2007-06-21 23:26:47 · answer #4 · answered by cscokid77 3 · 2 1

In 1987 a blue giant exploded in the large Magellanic cloud 170,000 light years away.
The star was known to astronomers as a blue giant [sanduliac] [1987A]
If you had looked at this star in 1986 you would never have known that it blew up 170,000 years ago.

2007-06-22 00:24:15 · answer #5 · answered by Billy Butthead 7 · 0 0

Some stars simply loose their luminosity. Some stars explode. Some stars turns into a black hole. It depends on their initial mass.

Our Sun for example will loose its luminosity and became a white dwarf, they expect. Stars far bigger than ours may go into super-nova (exploding star).

P.S. We actually see super-nova explosions time to time, one has observed thousands years ago, historians recorded extreme bright pulse in night skies. Otherwise we see their remnants like beautiful shiny cloud of Betelgeuse, because there are so many stars and so many of them goes to nova.
.

2007-06-21 23:55:55 · answer #6 · answered by rexxyellocat 5 · 0 0

A supernova is essentially the explosion of a star in outer space. During a supernova occurrence, a star’s luminosity is increased by as much 20 times as the bulk of the star’s mass is blown away at an extremely high velocity. Supernova remnants, including the signature bright light they leave behind, can often be seen in the night sky by the naked eye for several weeks as it gradually diminishes.
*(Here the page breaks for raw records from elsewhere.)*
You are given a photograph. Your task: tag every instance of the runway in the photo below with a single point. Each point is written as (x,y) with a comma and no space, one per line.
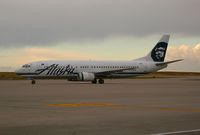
(118,107)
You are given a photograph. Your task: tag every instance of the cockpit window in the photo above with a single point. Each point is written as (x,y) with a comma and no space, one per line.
(26,66)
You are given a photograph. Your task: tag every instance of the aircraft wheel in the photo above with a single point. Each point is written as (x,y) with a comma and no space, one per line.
(101,81)
(33,82)
(94,81)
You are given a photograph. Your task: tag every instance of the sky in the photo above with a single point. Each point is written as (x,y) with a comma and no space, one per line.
(32,30)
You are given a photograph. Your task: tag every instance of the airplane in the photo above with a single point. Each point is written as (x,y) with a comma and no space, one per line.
(97,71)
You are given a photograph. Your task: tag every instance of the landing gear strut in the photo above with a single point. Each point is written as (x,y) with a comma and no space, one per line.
(101,81)
(33,81)
(94,81)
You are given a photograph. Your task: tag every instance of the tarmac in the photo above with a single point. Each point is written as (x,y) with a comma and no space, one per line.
(118,107)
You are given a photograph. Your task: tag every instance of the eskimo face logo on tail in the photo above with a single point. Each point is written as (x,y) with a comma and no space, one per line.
(56,70)
(158,52)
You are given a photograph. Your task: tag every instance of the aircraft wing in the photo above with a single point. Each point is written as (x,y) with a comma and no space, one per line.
(112,71)
(168,62)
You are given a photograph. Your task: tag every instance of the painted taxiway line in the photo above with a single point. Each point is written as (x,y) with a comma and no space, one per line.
(178,132)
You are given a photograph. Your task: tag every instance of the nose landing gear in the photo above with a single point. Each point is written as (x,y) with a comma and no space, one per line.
(100,81)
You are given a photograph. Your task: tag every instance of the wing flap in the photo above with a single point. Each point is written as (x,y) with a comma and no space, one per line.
(168,62)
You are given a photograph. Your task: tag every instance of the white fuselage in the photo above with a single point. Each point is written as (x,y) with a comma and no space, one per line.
(66,68)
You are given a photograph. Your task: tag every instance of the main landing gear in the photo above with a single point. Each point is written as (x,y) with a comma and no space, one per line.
(33,81)
(100,81)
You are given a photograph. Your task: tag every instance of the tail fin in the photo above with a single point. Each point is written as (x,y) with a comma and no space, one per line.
(157,54)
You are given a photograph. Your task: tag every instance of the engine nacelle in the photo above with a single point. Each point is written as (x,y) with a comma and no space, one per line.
(82,76)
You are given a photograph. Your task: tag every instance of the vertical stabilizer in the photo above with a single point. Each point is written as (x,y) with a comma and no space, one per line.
(157,54)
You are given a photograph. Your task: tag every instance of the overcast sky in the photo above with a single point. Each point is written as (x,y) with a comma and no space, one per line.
(104,23)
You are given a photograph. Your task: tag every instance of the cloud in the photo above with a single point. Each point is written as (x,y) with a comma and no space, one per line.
(45,22)
(191,56)
(12,59)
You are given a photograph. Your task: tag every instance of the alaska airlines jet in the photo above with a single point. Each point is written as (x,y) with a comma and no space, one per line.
(97,71)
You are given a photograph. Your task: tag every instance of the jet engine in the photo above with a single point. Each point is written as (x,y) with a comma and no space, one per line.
(82,76)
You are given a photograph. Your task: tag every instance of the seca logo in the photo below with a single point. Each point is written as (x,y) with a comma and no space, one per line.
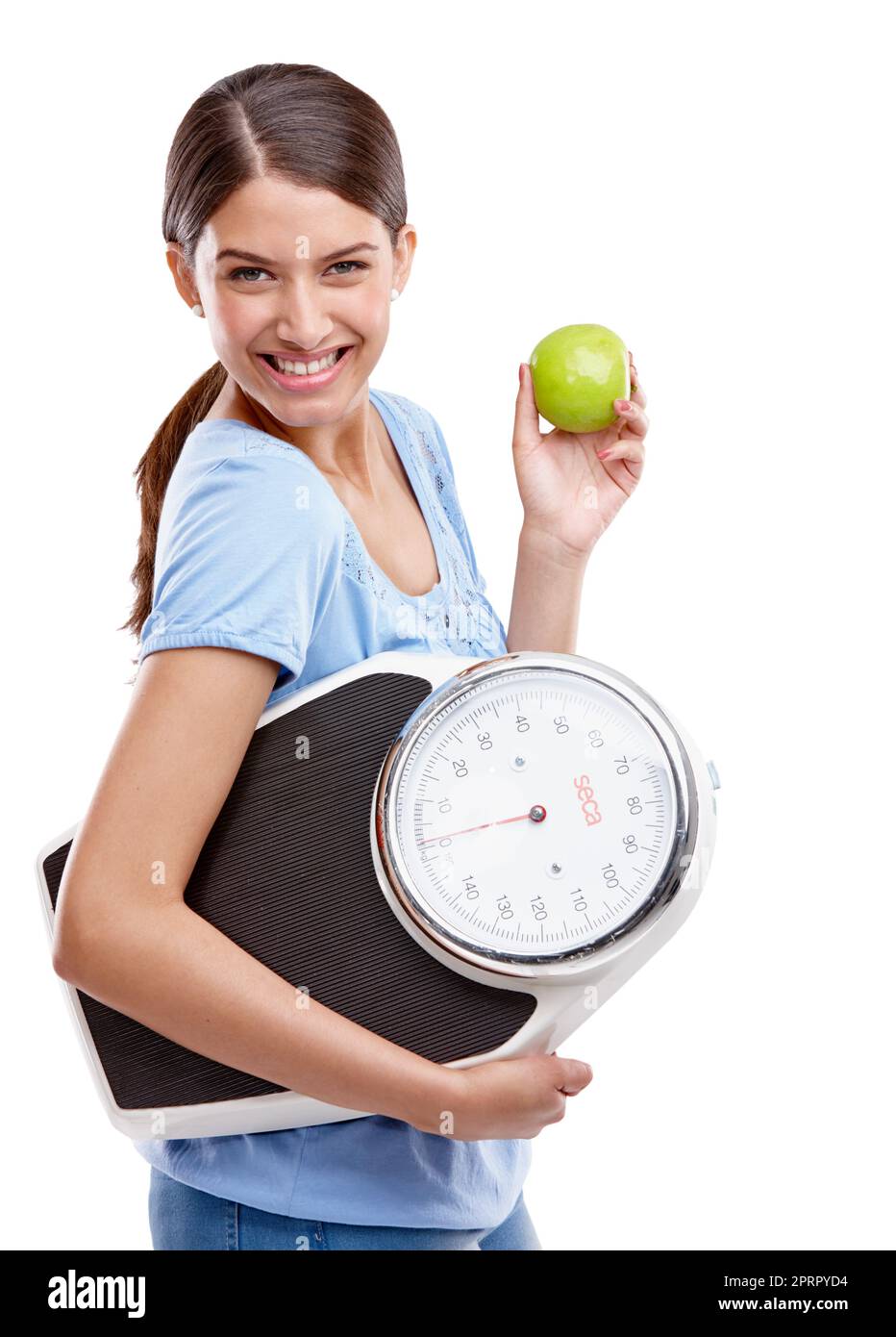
(586,801)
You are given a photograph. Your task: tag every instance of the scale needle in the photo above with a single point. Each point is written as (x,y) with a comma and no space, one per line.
(535,813)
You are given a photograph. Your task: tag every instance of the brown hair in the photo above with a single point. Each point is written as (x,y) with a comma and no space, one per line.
(302,123)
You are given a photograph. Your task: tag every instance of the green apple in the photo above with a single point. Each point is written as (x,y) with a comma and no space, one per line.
(577,372)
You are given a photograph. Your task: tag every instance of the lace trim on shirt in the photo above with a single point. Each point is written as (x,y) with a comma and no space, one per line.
(467,622)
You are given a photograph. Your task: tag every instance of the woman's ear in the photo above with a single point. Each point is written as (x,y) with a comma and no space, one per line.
(405,247)
(182,274)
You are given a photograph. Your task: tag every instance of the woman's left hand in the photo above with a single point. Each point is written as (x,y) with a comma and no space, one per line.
(572,484)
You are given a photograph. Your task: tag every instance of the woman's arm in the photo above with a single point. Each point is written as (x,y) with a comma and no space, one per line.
(546,593)
(130,940)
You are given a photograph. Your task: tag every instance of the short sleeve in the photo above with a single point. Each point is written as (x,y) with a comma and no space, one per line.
(247,556)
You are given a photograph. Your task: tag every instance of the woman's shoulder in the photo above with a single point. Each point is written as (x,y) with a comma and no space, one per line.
(236,484)
(423,431)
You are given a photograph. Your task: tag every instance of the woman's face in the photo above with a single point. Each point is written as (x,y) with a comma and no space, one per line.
(286,294)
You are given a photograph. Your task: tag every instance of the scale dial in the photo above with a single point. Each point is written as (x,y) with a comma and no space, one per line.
(533,809)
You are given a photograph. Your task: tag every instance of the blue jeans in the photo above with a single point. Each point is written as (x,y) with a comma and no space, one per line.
(186,1218)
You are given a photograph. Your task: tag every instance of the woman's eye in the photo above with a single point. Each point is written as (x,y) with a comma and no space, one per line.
(239,271)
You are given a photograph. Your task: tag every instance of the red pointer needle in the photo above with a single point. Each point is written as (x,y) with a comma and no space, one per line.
(537,815)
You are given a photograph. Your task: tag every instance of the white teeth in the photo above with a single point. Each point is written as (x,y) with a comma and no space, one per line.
(306,367)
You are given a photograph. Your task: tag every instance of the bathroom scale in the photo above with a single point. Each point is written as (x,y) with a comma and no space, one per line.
(465,856)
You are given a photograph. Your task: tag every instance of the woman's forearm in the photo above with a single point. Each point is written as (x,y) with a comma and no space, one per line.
(546,595)
(177,973)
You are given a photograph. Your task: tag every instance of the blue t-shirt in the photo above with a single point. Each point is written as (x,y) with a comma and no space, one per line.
(257,552)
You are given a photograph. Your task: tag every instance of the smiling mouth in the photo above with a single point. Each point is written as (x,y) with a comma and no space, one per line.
(292,366)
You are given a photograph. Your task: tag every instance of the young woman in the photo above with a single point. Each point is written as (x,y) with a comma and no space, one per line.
(295,521)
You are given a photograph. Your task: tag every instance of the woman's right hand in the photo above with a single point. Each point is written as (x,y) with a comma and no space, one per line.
(510,1097)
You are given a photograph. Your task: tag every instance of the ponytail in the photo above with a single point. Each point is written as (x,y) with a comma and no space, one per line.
(153,475)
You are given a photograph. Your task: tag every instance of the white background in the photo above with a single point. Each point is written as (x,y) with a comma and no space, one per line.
(709,181)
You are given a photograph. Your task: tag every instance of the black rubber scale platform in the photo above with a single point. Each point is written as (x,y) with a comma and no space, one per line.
(286,871)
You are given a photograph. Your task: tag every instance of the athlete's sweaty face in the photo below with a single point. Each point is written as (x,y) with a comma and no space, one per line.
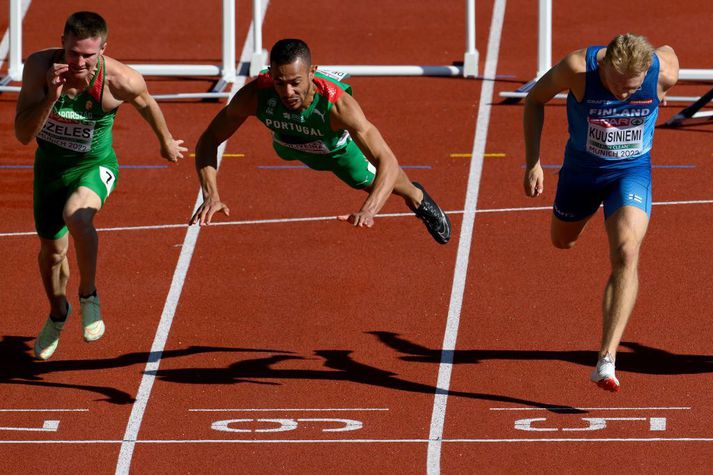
(293,83)
(622,86)
(82,56)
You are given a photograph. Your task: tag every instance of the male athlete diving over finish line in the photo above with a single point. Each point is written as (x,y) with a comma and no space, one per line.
(314,119)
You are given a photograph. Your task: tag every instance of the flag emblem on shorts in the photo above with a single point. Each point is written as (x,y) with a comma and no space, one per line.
(636,198)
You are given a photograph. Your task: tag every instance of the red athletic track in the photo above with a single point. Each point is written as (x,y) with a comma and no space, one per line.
(318,315)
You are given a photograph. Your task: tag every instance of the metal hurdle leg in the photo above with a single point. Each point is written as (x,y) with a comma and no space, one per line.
(691,115)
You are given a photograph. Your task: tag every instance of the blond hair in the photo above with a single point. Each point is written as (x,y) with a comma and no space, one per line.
(629,54)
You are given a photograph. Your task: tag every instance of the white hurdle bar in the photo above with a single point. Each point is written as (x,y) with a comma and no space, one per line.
(469,68)
(225,72)
(544,59)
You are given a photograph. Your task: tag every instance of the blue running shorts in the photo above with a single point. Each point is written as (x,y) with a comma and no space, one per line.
(581,190)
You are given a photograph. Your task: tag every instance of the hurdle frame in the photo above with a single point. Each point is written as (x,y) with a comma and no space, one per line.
(468,70)
(224,72)
(544,60)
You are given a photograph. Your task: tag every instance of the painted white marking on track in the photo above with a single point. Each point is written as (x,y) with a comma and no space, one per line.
(334,218)
(438,416)
(123,463)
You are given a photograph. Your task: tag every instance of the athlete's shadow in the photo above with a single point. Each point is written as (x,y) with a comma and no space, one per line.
(641,358)
(341,367)
(18,366)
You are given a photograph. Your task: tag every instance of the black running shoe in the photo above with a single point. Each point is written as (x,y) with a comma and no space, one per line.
(433,217)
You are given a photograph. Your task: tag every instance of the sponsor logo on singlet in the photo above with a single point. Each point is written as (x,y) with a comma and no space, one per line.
(316,146)
(281,125)
(69,130)
(616,135)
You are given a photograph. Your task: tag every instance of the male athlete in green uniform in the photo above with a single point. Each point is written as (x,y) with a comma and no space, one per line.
(314,119)
(68,102)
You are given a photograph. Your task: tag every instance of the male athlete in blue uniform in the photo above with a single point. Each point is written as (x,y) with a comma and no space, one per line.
(614,94)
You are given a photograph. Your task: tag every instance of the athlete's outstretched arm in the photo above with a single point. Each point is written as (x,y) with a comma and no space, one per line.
(128,85)
(223,125)
(559,78)
(668,70)
(41,87)
(347,114)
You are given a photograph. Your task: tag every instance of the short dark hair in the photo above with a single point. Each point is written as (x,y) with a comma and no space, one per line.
(289,50)
(84,25)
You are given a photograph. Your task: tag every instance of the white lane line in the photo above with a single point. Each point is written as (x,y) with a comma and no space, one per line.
(564,408)
(337,409)
(334,218)
(364,441)
(44,410)
(438,416)
(147,380)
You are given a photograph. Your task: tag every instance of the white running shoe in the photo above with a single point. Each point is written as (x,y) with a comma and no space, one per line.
(48,339)
(603,375)
(91,318)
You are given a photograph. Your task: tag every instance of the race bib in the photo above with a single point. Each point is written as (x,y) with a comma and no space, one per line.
(615,138)
(72,134)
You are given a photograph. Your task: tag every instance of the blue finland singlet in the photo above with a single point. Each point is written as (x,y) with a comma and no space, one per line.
(605,132)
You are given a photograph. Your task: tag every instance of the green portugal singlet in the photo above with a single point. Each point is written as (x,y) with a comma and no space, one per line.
(74,149)
(307,136)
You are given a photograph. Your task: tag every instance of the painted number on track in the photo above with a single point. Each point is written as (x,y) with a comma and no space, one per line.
(283,425)
(47,426)
(538,424)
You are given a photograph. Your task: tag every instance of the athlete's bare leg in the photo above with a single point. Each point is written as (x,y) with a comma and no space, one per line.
(54,270)
(626,229)
(79,212)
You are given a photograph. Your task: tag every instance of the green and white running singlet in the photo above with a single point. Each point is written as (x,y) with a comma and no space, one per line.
(74,149)
(307,136)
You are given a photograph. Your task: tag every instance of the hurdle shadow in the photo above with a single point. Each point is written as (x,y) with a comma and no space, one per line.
(340,366)
(640,359)
(19,367)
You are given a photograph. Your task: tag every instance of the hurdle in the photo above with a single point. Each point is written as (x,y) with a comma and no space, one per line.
(224,72)
(467,70)
(544,60)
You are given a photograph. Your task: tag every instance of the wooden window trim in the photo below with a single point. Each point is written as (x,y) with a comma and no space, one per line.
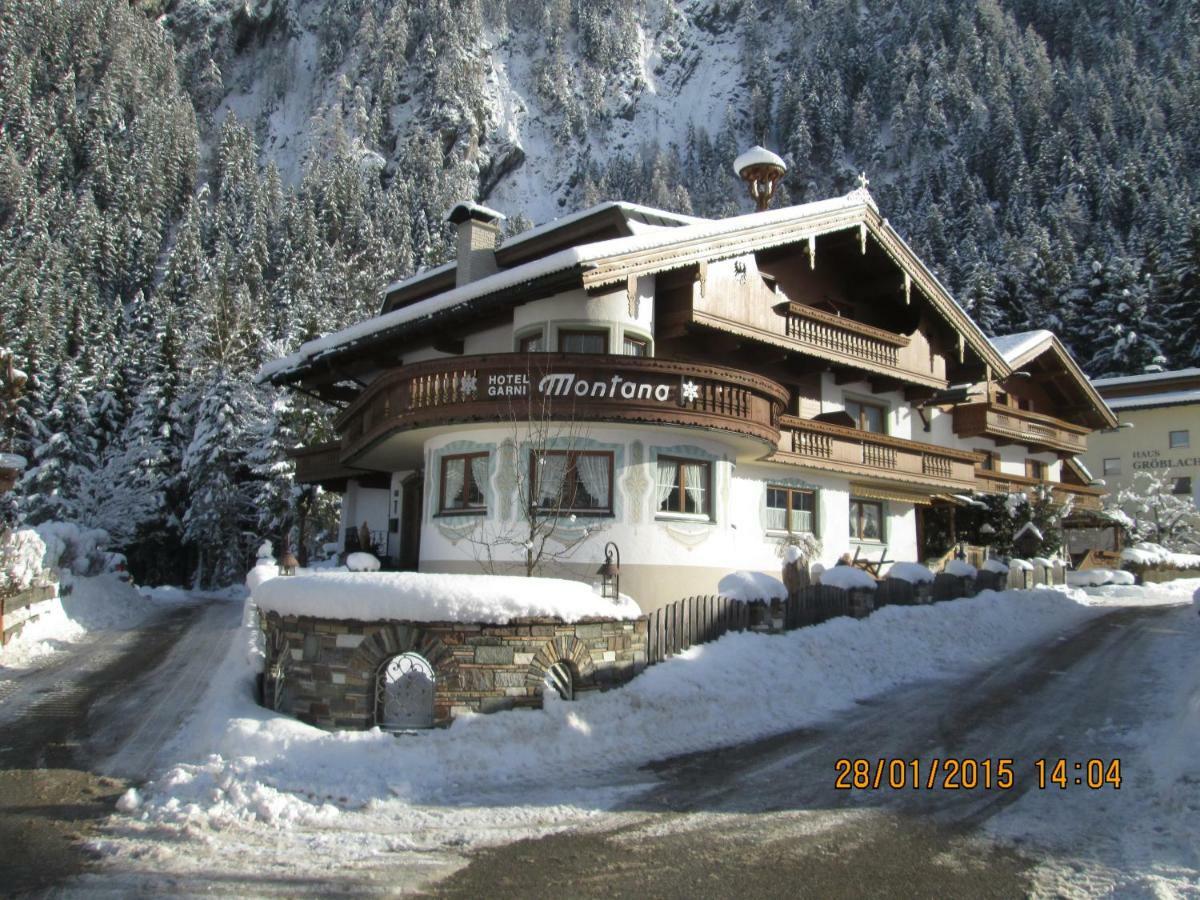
(468,479)
(811,492)
(571,456)
(575,331)
(683,490)
(868,405)
(858,525)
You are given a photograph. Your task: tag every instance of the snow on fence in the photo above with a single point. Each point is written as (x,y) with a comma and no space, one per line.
(699,619)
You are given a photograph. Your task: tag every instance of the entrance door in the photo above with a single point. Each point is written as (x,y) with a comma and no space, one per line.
(406,693)
(411,522)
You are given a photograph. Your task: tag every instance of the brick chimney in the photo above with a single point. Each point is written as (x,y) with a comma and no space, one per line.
(478,229)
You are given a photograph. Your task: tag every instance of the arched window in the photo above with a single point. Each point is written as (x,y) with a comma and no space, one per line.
(561,679)
(405,693)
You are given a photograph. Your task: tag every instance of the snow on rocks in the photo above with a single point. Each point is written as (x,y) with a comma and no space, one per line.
(425,597)
(751,586)
(363,563)
(960,568)
(847,577)
(912,573)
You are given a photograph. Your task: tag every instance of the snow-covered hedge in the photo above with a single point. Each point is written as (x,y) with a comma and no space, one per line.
(425,597)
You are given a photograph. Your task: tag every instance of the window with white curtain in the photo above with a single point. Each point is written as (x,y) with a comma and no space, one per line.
(573,480)
(791,510)
(463,487)
(684,486)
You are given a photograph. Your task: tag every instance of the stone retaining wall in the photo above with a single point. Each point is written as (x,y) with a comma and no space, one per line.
(324,671)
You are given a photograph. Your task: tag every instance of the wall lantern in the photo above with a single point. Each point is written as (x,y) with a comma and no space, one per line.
(288,563)
(610,573)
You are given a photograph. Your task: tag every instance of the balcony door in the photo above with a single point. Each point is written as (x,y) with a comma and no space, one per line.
(412,513)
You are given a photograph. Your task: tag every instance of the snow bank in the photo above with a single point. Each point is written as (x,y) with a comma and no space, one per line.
(751,586)
(1147,553)
(1096,577)
(263,767)
(960,568)
(847,577)
(21,559)
(93,604)
(424,597)
(912,573)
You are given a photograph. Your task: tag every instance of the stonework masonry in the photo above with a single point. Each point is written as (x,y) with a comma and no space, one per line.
(330,667)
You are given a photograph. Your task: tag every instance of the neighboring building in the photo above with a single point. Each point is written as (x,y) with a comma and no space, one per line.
(1159,431)
(699,391)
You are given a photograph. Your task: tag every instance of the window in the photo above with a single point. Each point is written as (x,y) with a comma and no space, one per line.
(532,343)
(868,417)
(865,521)
(791,510)
(576,481)
(582,341)
(635,346)
(463,481)
(684,486)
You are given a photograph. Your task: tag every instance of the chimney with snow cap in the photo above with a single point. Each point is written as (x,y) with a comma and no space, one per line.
(478,229)
(761,169)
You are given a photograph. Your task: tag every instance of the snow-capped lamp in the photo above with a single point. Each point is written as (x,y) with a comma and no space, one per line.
(610,573)
(761,169)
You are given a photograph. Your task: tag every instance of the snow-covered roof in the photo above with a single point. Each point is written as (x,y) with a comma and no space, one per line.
(1013,347)
(425,597)
(1146,377)
(757,156)
(631,208)
(1170,399)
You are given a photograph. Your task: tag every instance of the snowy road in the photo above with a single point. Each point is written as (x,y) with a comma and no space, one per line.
(76,727)
(757,819)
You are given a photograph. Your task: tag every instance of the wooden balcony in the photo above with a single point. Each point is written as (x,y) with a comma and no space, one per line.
(1006,425)
(882,457)
(561,387)
(1083,497)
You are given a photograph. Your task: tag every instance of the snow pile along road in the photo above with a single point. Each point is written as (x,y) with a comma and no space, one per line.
(269,768)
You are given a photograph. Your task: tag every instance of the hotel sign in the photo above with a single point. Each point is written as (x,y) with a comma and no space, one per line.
(571,384)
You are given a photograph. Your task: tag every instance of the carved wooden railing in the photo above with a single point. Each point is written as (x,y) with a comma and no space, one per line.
(1084,497)
(562,387)
(838,448)
(1019,426)
(840,335)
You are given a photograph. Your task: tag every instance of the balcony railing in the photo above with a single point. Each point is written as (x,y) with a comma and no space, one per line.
(1084,497)
(557,387)
(843,449)
(1019,426)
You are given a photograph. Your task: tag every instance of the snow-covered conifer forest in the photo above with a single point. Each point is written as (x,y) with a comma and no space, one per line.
(189,189)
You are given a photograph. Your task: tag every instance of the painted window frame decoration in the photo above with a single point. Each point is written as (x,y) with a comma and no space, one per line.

There are several different kinds of supernovae, which are believed to be caused by two distinct sources. One possible cause for Supernova occurrences results from a star halting its generation of fusion energy from fusing the nuclei of atoms in its core, causing it to collapse under the force of its own gravity. Another possible source occurs when a white dwarf star accumulates material from another nearby star until it nears its Chandrasekhar limit and undergoes runaway nuclear fusion in its interior, ultimately leading to its destruction.

Supernovas are generally classified according to the lines of different chemical elements that appear in their spectra, the first of which is hydrogen. If a supernova's spectrum contains a hydrogen line, it is classified as Type II, if this line of hydrogen is not present the Supernova is Type I. Within the Type I and Type II classifications are five sub-classifications that include Type Ia, Type Ib, Type Ic, Type II-P and Type II-L, each having its own distinct chemical and physical characteristics.

hope this helps

2007-06-21 23:31:27 · answer #7 · answered by Yelsha 2 · 2 1

we could take an occasion of a megastar this is one hundred gentle years away. It takes gentle one hundred years to get from that megastar to our eyes. So if that megastar all of sudden blew up or disappeared, we does not know for one hundred years after that 2nd. Now take the occasion of a galaxy 10 billion gentle years away. The universe is 13.8 billion years previous, so as that galaxy shaped early on. So 10 billion years in the past the gentle began leaving that galaxy and we are only now considering that historic gentle. That galaxy could have been destroyed 3 billion years in the past, yet we does not see the gentle end (or see the explosion or regardless of) for yet another 3 billion years. the gentle that left that galaxy formerly the explosion or regardless of remains traveling in direction of us. to maintain the confusion down, astronomers usually communicate over with events we see on stars or galaxies in accordance with whilst we see the form right here on earth. So if a supernova explodes interior the Andromeda galaxy (2.5 million gentle years away), we date it from whilst we observed it, no longer whilst it got here approximately 2.5 billion years in the past (that ought to easily be too confusing for each man or woman).

2016-11-07 04:52:11 · answer #8 · answered by ? 4 · 0 0

They still exist as long as we remember them

2007-06-21 23:21:29 · answer #9 · answered by Anonymous · 1 3

Well we did destroy Alderaan but that was only a planet.